One of the major challenges in the faecal transplant industry is availability of medicine. That is, the availability of the amounts of poo needed to make the procedure more widespread.

Costello and Bryant take Guardian Australia through the rigorous process of being a donor, where less than 10% of possible donors make the cut.

“We have a standard screening process where people first have a medical interview, set questions that they answer regarding any medical problems that they have, or risk factors for medical problems,” Costello says. “This would be similar to those questions which you would ask a blood donor.

“There are some additional questions because we think that the potential risk of disease transmission by faecal transplant may be different to the risk of disease transmission for blood donation. If donors pass this, they would then have a limited physical examination, a blood test looking for predominantly infective risks but also some metabolic risks, and a stool test for infections. If they pass all of those stages, then they could become a stool donor. We would do testing both before a period of collection and after the period of collection to ensure that no new infections during the donation period.”

Dr Sam Costello and Dr Robert Bryant, who says they ‘are always after more premium stool’

Dr Sam Costello and Dr Robert Bryant, who says they ‘are always after more premium stool’. Photograph: Kelly Barnes

There is a potential risk for disease transmission with faecal transplants, which is why donors are so heavily screened. But other risk factors also exist.

“There’s evidence from animal studies that you can transmit a tendency to obesity with faecal transplant,” Bryant says. “Although these studies were only conducted in mice, it’s not well shown in humans, but we believe that there may be a risk of transferring metabolic problems such as obesity with FMT.”

The average FMT treatment requires 50g of faeces to perform and the average faeces donation is around 100g. The clinic encourages donors to bring their donation in as fresh as possible – on the way to work, for example.

“Also,” Bryant says, “We have a wonderful, squeaky clean toilet here at the stool bank and are always after more premium stool.”

After the rigorous screening process, donors are paid $25 for every poo they drop off to be further screened for use as medicine.

Dr Craig Haifer is a Sydney-based gastroenterologist who is researching for his PhD whether FMT in pill form will be effective treatment for patients with inflammatory bowel disease.
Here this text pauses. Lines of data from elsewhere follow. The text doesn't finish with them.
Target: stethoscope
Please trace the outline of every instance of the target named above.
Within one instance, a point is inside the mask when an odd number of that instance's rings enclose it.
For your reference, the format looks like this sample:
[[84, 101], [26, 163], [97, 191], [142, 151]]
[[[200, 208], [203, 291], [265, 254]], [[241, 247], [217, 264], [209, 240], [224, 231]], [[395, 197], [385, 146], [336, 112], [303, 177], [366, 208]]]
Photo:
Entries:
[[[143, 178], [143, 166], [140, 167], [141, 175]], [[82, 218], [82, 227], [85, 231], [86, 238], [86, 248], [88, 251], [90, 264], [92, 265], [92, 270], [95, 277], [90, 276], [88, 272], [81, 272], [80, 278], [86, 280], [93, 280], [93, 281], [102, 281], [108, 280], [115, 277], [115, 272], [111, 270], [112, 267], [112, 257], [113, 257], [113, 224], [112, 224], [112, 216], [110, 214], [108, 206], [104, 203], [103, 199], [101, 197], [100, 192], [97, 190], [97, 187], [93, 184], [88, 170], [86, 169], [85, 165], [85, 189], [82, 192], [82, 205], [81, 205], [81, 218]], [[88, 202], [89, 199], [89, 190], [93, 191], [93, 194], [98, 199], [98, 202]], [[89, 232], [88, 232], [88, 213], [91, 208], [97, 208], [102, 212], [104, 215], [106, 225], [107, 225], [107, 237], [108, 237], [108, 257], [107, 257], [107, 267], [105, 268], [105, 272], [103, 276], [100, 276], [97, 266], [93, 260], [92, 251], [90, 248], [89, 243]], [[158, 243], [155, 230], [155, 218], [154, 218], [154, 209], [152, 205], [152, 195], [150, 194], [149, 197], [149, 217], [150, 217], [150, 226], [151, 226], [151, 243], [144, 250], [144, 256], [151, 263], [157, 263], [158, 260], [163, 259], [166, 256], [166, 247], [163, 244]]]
Unlike C diff, inflammatory bowel disease is chronic, and affects people mainly in their 20s and 30s, setting them up for future health issues.
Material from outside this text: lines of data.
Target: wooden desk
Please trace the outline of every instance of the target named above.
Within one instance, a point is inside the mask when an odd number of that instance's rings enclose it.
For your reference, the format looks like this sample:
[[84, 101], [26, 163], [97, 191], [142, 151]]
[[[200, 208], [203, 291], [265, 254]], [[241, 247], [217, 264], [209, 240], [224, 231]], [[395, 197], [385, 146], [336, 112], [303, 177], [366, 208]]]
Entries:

He is doing one of thousands of studies around the world in FMT and is also hoping to set up a list of guidelines for the use of faecal transplants in Australia, as the service continues to grow.

“Australia’s a bit of a world leader when it comes to FMT,” Haifer says. “The field is moving so rapidly. We’ll use it down the track in some way or form a lot more than we do now, so it’s a pretty exciting area.”
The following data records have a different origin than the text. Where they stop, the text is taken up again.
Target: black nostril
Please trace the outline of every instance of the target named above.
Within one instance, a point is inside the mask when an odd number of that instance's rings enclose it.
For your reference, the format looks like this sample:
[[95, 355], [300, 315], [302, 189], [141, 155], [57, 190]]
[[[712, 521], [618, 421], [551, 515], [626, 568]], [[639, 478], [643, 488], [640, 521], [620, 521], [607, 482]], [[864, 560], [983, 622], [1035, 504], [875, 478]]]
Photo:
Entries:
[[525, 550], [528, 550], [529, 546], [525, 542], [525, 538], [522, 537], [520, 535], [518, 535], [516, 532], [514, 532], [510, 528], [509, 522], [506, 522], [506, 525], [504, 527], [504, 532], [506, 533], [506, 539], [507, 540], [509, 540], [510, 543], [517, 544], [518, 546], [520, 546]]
The need for FMT to treat C diff alone is rapidly expanding with our ageing population and the medical world’s use of antibiotics.

So it’s no surprise that 12 months after her first “poo transplant”, Wortmeyer found herself with another flare-up of the bacteria.

“I was all fine for a good 12 months, then had to go back to hospital with chest infection,” Wortmeyer says.

Multiple rounds of antibiotics saw the C diff return to her and the bowel problems returned.

“I had another poo transplant,” she says. “The second time, it took about a week before it settled again.”

She hopes another round of antibiotics won’t bring it back but cannot believe how unknown the procedure is, especially as it has been so instantly effective for her.

“When I had my first poo transplant, which wasn’t that long ago, it was amazing how many doctors didn’t even know about it,” she says.